Sunday, June 20, 2010

I'm a Soft Touch

I'm a soft touch. There's no other way to explain it. After vowing to give the does a rest and agreeing to back off using Old Blue Eyes so much, I crumbled at the first sign of goat love. Okay, maybe it was the second sign.

For a good couple of weeks now the little bucklings, those born this year, have been becoming increasingly sexual. Snorting, grunting, and chasing any caprine with four legs--usually female, although thankfully Evelyn seems to have remained exempt--these boys are trying to be bucks. I need to finish a separate enclosure for them, but between one thing and another getting fencing jobs completed is slow. Too slow. Some automatic waterers are in and functioning now, so it's time to call back the fencing crew and to lay in a store of cattle panels so that I can create temporary fences with ease. (More on why I'm not just planning to use hot wires for that job later.)

Last year I vowed to beat the rutting season by separating the sexes before the fall.
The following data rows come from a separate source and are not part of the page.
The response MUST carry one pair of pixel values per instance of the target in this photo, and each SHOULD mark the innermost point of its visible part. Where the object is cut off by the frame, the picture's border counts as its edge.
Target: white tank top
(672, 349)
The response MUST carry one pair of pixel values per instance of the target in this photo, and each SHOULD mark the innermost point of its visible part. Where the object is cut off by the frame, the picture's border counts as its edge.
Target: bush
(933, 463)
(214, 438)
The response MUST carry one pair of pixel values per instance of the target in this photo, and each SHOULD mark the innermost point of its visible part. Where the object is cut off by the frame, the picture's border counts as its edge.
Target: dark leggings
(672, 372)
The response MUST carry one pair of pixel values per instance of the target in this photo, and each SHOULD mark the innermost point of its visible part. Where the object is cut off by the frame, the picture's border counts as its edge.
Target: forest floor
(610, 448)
I aimed for September, but it seems that Bully got a few gals bred before I'd finished the separation process--Thumbelina, Gwen, and Jennifer. This year it isn't even officially summer yet and it has already started. The flirting by does and the bucks' application of their favorite oh-so-very-sexy cologne. If you're a goat, that is.

A couple of days back I caught Gwen mooning about alongside the fence to the boys' pasture. BullyBob was snuggled up against the fence on his side of the pasture. "You can't be serious," I said to Gwen. But she, in typical goat fashion, ignored my outburst.

Then yesterday they were mooning over one another again. In earnest. And so I, soft touch that I am, granted them a Saturday night date night. After all, Mary's hardly nursing now--if at all, and November is still warm enough to be safe for kidding. Although it would be nice to breed a line of dwarf fainters, I'm not sure that using this particular dwarf buck will be the key because Mary is tall like her dam; however, it's with that thought in mind that I granted them a date in the alpaca gals' pasture for the night.

By this morning they had stopped mooning over one another, so perhaps the urge has passed, or been satisfied, or both. This week I will sequester all of the bucks into one pasture and be done with them for a time. Then perhaps we'll hold a buckling sale. Anyone in the market for a blue-eyed Nigerian Dwarf buck of almost any color, or for a fainter buck or a fainter x Nigerian Dwarf cross buck--we're the farm for you.